Missing Value Treatment using Clustering Technique

Introduction

What is clustering?

The task of grouping a set of objects in such a way that objects in the same group (called a cluster) are more similar (in some sense) to each other than to those in other groups (clusters). It is a common statistical techniques used in statistical analysis and EDA.

What is missing value treatment?

In a practical scenario, we often come across missing values in a dataset. The values could either be errors, later replaced by null or by default was missing / not entered. In such scenarios, the data cannot be fed to a model, due to null values. In order to use the dataset for modeling, we need to come up with a plan to replace those values. There are many methods available for the analysis, Clustering is one among them.

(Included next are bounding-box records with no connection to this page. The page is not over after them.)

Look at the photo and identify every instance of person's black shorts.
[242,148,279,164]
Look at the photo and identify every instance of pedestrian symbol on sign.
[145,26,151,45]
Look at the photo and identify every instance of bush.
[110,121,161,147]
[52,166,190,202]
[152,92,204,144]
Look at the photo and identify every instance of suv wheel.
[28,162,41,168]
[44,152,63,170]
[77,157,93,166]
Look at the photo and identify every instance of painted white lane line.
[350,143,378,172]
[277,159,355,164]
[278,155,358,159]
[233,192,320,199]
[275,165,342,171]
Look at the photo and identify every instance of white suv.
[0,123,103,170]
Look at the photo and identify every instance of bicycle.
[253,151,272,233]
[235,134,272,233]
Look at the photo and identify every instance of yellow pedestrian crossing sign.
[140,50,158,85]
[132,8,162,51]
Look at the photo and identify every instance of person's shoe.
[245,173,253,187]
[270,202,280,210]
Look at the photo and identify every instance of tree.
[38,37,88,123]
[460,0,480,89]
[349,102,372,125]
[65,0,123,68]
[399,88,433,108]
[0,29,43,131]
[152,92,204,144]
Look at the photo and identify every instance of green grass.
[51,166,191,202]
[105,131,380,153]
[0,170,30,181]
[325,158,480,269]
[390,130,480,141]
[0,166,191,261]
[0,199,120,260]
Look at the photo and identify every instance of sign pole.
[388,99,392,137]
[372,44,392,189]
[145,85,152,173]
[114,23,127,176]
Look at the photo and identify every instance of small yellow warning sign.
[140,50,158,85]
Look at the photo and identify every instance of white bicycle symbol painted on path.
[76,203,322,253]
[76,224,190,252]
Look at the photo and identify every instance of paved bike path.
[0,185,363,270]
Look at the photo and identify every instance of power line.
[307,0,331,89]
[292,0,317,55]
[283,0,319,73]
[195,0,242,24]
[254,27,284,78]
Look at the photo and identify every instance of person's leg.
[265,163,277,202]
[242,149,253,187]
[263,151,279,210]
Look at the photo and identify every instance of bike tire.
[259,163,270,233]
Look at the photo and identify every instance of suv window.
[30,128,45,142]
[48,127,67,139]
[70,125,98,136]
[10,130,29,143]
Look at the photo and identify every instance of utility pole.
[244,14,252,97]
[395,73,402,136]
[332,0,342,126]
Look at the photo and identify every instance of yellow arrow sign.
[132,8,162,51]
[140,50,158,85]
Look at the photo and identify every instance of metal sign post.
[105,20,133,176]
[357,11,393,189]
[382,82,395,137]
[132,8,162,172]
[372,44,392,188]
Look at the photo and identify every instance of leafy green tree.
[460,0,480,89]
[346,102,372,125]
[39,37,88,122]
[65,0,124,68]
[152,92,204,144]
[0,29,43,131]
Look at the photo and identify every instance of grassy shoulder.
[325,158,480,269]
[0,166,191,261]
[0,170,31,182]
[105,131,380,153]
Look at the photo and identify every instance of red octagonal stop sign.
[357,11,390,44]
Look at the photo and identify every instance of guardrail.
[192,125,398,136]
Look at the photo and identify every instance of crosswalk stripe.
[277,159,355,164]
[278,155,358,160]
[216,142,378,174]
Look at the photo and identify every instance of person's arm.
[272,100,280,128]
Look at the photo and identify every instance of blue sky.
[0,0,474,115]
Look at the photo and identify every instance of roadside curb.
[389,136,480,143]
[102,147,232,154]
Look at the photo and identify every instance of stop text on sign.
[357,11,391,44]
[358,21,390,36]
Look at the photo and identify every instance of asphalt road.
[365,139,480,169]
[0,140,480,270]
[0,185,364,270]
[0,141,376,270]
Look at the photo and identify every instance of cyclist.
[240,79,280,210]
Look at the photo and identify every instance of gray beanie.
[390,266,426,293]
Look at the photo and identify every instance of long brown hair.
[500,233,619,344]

Can clustering be used for missing value treatment?

Clustering is grouping of similar objects. The objective of clustering is based on similarity, we can use the technique to find the mean of the closest cluster and replace the missing value with the mean. Methods of clustering techniques for missing value treatment,

1. Column Ignore Clustering: Given a missing value, the value’s column is ignored for the clustering. Once the clusters are formed, the mean of the missing value’s column is calculated and suitable replacement is found.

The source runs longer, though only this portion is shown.